O que os tempos atuais vêm descortinando de forma cada vez mais intensa são as outras facetas deste problema. São as suas versões “light”, “glúten free” e “gordura zero”, que acabam sendo bem parecidas com a “original”, a não ser por algumas variações sutis. Carreiam as mesmas intenções humilhantes, agressivas e discriminatórias. Servem para diminuir e intimidar, tal como o nocaute de um soco. São as brincadeiras pejorativas, os xingamentos, os estigmas de “burra” e de menos qualificada, a famosa e onipresente alcunha de “louca”. São todos os ideários negativos socialmente atribuídos ao gênero feminino, que vão da fraqueza física ao descontrole emocional, da instabilidade hormonal ao suposto direito do escrutínio público sobre sua aparência física.
Recentemente, o caldeirão da violência disseminada vem entornando o seu caldo porque não é mais possível disfarçá-la, uma vez que, dia após dia, há cada vez mais mulheres atentas. O que os homens inventaram (a internet?) teve o efeito colateral de nos trazer informação, acesso, aliança. E assim, amadureceu-se uma rede em que diversas mulheres compartilham suas histórias e questionam as condições sociais a que são submetidas. Seja através de movimentos como o “Me Too” (no Brasil, também chamado de “Meu Primeiro Assédio”), seja através de lutas em diversos setores por equiparação salarial ou mesmo pela ascensão do movimento feminista negro. Há um número crescente de mulheres conscientes de seus direitos e despertas em busca de ocuparem o próprio lugar no mundo.
Vimos há poucos dias uma apresentadora de TV brasileira vir a público contar que seu casamento aparentemente perfeito, que também servia como um “produto” associado a sua imagem, era uma união permeada por ofensas, pressões psicológicas e deslealdade. Ela ficou mais de vinte anos ao lado do marido, questionam alguns. O fato é que a saturação dos nervos se soma ao aumento do entendimento. E isso torna impossível que se mantenha o status quo há até pouco tempo firmado. E quantas outras uniões também não são assim?

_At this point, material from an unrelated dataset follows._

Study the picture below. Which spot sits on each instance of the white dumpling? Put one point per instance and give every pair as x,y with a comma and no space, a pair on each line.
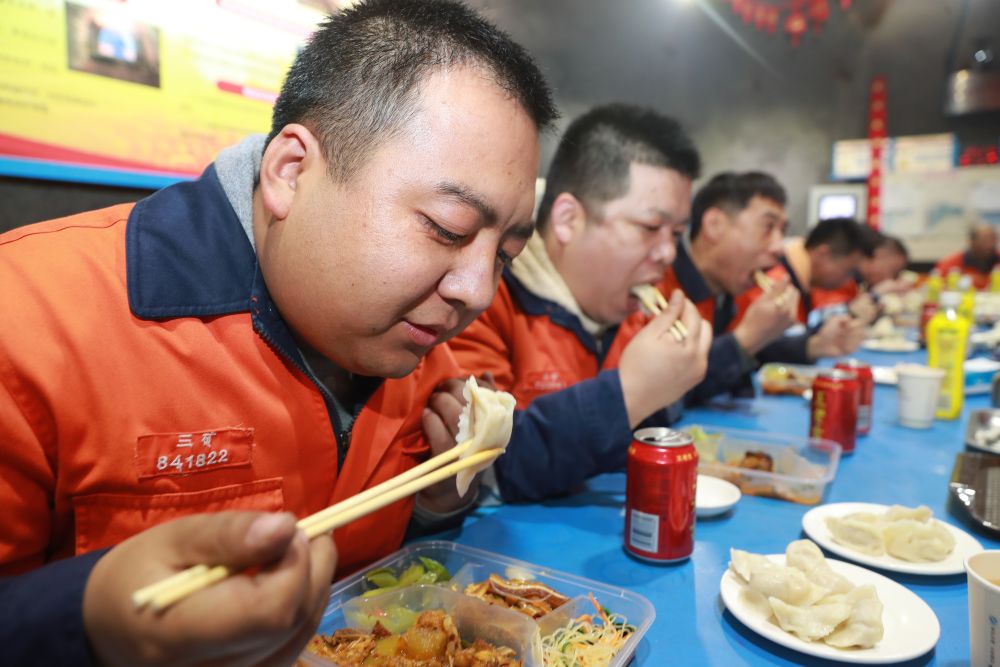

A misoginia está entranhada em nossa cultura desde o início dos tempos e, grosso modo, resulta basicamente de um fato anatômico (Bourdieu, 1999). Apoia-se na circunstância do homem estar mais à vista socialmente, incumbido da luta pela sobrevivência, enquanto a mulher atém-se à função reprodutiva e, portanto, doméstica, e do cuidado com as crias (Beauvoir, 1949). Apesar de certos progressos adaptativos, tal divisão permanece até hoje, embora os anos de relegação feminina ao segundo plano possam ser repensados por base em quase toda a filosofia ocidental contemporânea.
É importante sabermos que violência não é sinônimo de olho roxo. Violência é um ideário discriminatório sutil, evidente, cultural, familiar, naturalizado e íntimo. É algo que precisa ser combatido, ainda que não se queime necessariamente nenhum sutiã para isso. Todas padecemos dela. É preciso identificá-la com atenção e não mais permitir sua perpetuação tal como em um mundo na idade da pedra.
Ref:
1. BOURDIEU, Pierre (1930-2002). A Dominação Masculina. Trad. Maria Helena Kühner. Rio de Janeiro: Bertrand Brasil, 2003.
2. BEAUVOIR, Simone de. O segundo sexo. A experiência vivida (Vol. 2). 2.ed. São. Paulo: Difusão Européia do Livro, 1967.